Лидия Чарская
ГАЗАВАТ
Часть первая
ЗАЛОЖНИК
Глава I
Предсказание Фатимы
— Ля-иллях-илль-Алла! — звучит протяжно-заунывный призыв с высоты башни мусульманского храма.
— Ля-иллях-илль-Алла! — вторит ему эхо недоступных горных стремнин и глубокие темные бездны.
— Ля-иллях-илль-Алла! — снова выкрикивает высокий, бронзовый от загара старик в белой одежде, медленно поворачиваясь лицом к востоку и, помолчав немного, добавляет тем же певучим, гнусавым голосом:
— Магомет-рассуль-Алла!
Это мусульманский священник[— мулла, призывающий правоверных к обычной утренней молитве.
Солнце медленно и плавно поднялось над горизонтом и, брызнув целым потоком лучей, окрасило пурпуром и мечеть, и аул с его крошечными хижинами — саклями — в виде ласточкиных гнезд, прикрепленных к вершинам огромной недоступной скалы. Утро начиналось. Аул оживился.
Плоские кровли саклей стали покрываться молящимися. Один за другим спешили правоверные — как называют себя мусульмане — совершать утреннюю молитву — сабах-намаз. Быстро совершив обычное омовение, они расстилают небольшие коврики, так называемые намазники, и, примостившись на них, шепчут молитвы. Лица их повернуты к востоку — так как на востоке находится священный город Мекка, где родился и умер Магомет, святой пророк мусульман, основатель их веры. И, приступая к молитве, они повторяют те же слова, которыми мулла призывал прежде всего к намазу: «Ля-иллях-илль-Алла, Магомет-рассуль-Алла!» — «Нет Бога, кроме Единого Бога и Магомета — пророка его!» — слова, составляющие основу мусульманской религии.
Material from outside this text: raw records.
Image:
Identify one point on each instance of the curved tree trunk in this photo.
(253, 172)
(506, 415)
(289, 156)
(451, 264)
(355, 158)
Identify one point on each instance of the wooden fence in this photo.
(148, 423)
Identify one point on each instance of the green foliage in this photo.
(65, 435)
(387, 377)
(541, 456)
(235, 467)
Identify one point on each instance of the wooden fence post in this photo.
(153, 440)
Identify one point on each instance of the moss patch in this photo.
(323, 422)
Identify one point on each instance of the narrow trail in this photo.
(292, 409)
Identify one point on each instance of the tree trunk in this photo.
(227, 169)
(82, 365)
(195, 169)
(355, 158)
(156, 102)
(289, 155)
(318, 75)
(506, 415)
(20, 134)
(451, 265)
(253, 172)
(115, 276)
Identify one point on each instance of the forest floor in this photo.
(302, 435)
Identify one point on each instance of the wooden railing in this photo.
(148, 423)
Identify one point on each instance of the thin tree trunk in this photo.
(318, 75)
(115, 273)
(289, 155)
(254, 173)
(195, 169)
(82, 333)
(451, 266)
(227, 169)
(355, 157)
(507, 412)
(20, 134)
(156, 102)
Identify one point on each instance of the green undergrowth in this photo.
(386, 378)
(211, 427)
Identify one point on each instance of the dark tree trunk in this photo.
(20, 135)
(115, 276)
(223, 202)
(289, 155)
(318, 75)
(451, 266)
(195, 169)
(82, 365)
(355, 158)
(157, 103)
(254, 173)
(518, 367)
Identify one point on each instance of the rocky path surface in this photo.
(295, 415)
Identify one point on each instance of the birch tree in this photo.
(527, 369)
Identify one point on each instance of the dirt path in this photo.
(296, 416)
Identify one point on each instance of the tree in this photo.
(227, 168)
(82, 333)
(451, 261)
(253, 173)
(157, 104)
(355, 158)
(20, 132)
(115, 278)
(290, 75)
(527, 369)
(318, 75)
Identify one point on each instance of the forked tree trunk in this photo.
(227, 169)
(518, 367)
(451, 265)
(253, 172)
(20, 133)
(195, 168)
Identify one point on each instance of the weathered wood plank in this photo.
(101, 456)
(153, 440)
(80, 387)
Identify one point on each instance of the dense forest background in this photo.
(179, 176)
Из внутреннего двора сакли или, вернее, нескольких саклей, соединенных между собою крытыми галереями, обнесенных каменною стеною и носивших громкое название сераля, то есть дворца, вышла небольшая толпа женщин. Некоторые из них укутаны чадрами или покрывалами, плотно охватывающими весь стан и голову и имеющими лишь маленькие отверстия для глаз. Это замужние: по закону Магомета они не имеют права открывать лица вне дома и при мужчинах. Рядом с ними, держась немного поодаль, следуют девушки, с открытыми лицами, с длинными черными косами, перевитыми золочеными и металлическими бляхами, в то время как у женщин даже волосы скрыты под чадрой.
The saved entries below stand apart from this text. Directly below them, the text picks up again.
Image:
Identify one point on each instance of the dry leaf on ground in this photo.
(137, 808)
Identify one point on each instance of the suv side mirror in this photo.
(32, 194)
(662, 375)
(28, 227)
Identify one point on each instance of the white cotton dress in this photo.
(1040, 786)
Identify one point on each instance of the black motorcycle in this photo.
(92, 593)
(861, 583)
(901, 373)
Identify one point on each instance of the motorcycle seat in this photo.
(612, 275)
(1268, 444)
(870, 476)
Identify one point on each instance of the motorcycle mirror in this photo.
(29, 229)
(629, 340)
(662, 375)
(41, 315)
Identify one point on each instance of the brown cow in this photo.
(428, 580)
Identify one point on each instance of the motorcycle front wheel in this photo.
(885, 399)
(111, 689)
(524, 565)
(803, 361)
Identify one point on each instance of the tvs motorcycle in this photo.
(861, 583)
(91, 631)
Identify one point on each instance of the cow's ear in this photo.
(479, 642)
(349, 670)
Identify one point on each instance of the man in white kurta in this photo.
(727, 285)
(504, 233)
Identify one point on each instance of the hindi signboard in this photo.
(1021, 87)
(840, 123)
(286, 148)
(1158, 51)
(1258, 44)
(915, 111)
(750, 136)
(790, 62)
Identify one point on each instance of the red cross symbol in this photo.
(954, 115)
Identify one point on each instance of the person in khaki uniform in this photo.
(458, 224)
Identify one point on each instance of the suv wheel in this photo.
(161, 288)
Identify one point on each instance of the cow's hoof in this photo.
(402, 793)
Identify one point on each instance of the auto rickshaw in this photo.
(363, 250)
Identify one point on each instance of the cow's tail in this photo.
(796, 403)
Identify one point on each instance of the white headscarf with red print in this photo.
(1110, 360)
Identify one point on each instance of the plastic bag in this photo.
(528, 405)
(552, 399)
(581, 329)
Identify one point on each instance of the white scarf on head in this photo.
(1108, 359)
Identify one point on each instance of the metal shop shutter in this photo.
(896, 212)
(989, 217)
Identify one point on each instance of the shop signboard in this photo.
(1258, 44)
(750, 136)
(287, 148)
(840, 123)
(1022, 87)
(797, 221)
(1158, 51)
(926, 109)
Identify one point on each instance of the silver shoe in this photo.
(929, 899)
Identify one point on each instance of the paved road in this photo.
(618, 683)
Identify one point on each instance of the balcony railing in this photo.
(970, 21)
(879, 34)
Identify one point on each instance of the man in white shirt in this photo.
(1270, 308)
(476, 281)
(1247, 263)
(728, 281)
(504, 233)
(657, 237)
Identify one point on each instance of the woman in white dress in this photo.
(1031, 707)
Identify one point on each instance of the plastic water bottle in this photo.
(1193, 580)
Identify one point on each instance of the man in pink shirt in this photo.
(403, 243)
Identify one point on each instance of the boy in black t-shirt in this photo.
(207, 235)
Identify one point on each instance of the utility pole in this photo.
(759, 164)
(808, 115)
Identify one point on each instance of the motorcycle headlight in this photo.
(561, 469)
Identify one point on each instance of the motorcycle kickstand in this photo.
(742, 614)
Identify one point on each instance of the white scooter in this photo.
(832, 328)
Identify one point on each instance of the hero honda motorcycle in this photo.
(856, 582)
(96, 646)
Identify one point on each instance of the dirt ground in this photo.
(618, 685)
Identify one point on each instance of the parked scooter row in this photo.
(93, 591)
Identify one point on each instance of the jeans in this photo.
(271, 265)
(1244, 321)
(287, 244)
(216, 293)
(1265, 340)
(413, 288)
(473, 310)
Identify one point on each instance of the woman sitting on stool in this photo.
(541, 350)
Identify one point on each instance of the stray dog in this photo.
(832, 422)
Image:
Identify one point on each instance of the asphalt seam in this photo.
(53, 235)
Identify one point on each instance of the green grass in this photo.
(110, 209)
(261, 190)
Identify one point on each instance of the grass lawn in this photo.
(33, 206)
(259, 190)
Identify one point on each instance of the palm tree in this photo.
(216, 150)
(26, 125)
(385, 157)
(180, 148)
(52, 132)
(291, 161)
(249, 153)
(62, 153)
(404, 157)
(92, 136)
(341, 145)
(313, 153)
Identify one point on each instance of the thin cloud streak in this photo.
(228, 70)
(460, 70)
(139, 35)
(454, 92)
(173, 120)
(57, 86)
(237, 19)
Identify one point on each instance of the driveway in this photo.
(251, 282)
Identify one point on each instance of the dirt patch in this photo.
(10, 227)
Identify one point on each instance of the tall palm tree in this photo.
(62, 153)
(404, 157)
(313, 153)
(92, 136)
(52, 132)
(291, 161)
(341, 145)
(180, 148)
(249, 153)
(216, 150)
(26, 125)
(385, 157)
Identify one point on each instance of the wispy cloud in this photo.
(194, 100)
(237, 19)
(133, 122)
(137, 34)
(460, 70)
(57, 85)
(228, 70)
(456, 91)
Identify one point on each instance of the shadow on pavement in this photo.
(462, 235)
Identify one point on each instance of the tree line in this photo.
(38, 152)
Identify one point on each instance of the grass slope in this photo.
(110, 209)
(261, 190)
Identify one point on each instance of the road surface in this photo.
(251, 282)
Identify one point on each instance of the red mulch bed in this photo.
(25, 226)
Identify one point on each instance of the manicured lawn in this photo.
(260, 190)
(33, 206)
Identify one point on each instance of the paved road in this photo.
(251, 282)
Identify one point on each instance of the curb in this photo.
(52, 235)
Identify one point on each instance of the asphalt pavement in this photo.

Двое из женщин, шедших впереди, одеты наряднее остальных, и держатся они как-то особняком от толпы. Прочие, следуя за ними на почтительном расстоянии, несут на своих сильных плечах глиняные кувшины. Впереди женщин бегут два мальчика, одетые в длиннополые кафтаны, обшитые галунами и перетянутые поясами серебряной чеканки с чернью. За пояса заткнуты маленькие кинжалы. В блестящих, пришитых на груди патронниках заложены патроны. На бритых, по горскому обычаю, головенках — мохнатые папахи из белого барана.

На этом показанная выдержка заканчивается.